Reinaldo Arenas fue un escritor prolífico. En su breve y desdichada existencia llegó a escribir, en condiciones infrahumanas, una decena de novelas, varios libros de cuentos y de poemas e incluso algún ensayo político. Perteneció a esa generación que, como él mismo afirma, vivió «el envilecimiento de la miseria durante la tiranía de Batista, el envilecimiento del poder bajo el castrismo y el envilecimiento del dólar en el capitalismo». Una generación, ya truncada en su origen, que padeció, en lo mejor de su vida, las sevicias de un régimen nefando e infamante, apoyado por todas las malas conciencias de la izquierda occidental, amén de algunas de la derecha de la España imperial.
Poseedor de una increíble capacidad narrativa, de un entusiasmo y una vitalidad rayanas en la temeridad, Reinaldo fue siempre el enfant terrible del anticastrismo. Cuando en 1980 escapó con los demás exiliados del Mariel, Miami le pareció «la caricatura de Cuba» e hizo unas declaraciones que no le granjearon la simpatía de sus compañeros de fatigas: «Si Cuba es el infierno, Miami es el purgatorio». Por eso se refugió en el anonimato salvaje y asfaltado de Nueva York. Incómodo para todos, no siempre comprendido y a veces incomprensible, posiblemente en estas páginas atropellada y dramáticas encontremos la clave de esa fuerza que le llevó a escribir y reescribir, en condiciones penosas y peligrosas, novelas que contenían toda la paranoia de aquel mundo alucinante.
Quien busque aquí un alegato razonado y estructurado contra el régimen de Castro –si es que hay alguien que aún no esté convencido e informado de tamaña abominación- no va a sentirse precisamente satisfecho ni a encontrar abundantes argumentos teóricos en los que apoyarse. Quizás le parezca que Reinaldo Arenas está ofreciendo una imagen que, en ocasiones, resta credibilidad a todos sus terribles padecimientos al poner de relieve situaciones patéticas y poco halagüeñas.

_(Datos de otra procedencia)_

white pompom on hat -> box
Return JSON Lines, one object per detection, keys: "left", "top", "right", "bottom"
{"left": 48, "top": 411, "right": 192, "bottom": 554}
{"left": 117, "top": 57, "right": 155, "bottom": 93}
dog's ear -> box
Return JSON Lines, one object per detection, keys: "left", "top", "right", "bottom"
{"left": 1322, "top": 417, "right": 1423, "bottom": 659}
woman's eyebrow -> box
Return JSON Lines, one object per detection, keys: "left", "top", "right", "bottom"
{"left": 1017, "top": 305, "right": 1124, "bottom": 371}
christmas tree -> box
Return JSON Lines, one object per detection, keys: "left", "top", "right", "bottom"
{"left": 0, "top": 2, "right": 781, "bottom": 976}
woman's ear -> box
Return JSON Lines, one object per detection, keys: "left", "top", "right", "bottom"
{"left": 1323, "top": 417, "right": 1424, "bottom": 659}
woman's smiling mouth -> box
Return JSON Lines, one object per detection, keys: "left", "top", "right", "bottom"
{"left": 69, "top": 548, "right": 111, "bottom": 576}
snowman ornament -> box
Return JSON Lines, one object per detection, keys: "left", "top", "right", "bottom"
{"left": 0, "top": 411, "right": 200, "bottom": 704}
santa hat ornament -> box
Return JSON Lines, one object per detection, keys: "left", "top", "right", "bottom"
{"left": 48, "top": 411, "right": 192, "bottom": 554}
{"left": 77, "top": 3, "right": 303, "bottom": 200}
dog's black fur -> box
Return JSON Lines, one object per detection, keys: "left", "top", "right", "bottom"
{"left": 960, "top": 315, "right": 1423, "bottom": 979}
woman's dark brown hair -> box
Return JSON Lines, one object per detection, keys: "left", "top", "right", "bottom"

Por supuesto que nada es imaginario, por supuesto que está la realidad de la que nadie puede escaparse. La desoladora realidad de un mundo paralizado por la esclavitud y el miedo. La evocación de los ambientes literarios a los que Arenas accedió gracias a su talento natural, recuerda –sin el calor ni las orgías desatadas- a los de tantos escritores soviéticos, obligados a arrastrar su don por la más plana, aberrante y triste oficialidad. Nos compadecemos de Heberto Padilla, convertido en un pelele; de Lezama Lima, despreciado y privado de todo respeto; de Virgilio Piñera, reducido a la condición de no persona, pero sobre todo de esa gente humilde, no precisamente intelectuales, muertos de hambre, desabastecidos, humillados, cuya vida se limita a una interminable lucha por la supervivencia, mientras que los «tontos útiles» y los desaprensivos celebran los «logros» de la revolución en una isla convertida para los turistas en una verdadera «aldea Potemkim».
Su origen campesino le convierte en un testigo de primera mano, ajeno a cualquier esnobismo o compasión clasista, forzosamente desvirtuadora. Arenas pinta a sus compatriotas como él los ve, sin despreciarlos ni mitificarlos; unas personas contradictorias, arbitrarias, desaforadas y asustadas, dispuestas a cualquier vileza para sobrevivir y, al mismo tiempo, con un asombroso sentido artístico.
Prostitutas que pintan cuadros bellísimos, jóvenes semianalfabetos que escriben poemas y novelas interminables, como si esa increíble capacidad adjetivadora, esa predisposición a la metáfora, al escapismo, fuera otro fruto más de esa tierra extraña e inexplicable.
La lectura de este libro no es cómoda. Para quienes no hayan leído otra cosa de este autor puede resultar reiterativa, incluso pueril, por la obsesividad de ciertos temas, pero para quienes ya conozcan la obra de Reinaldo Arenas, resultará indispensable para comprender que esa delirante vitalidad respondía en realidad a una vertiginosa actitud autodestructiva con la que fue consecuente cuando, enfermo de SIDA, puso fin a su vida en diciembre de 1990. Veinte años antes había terminado así un poema: «A veces pienso si este cantar de muerte/me salva para siempre de la muerte/o me condena, sin morir, a muerte».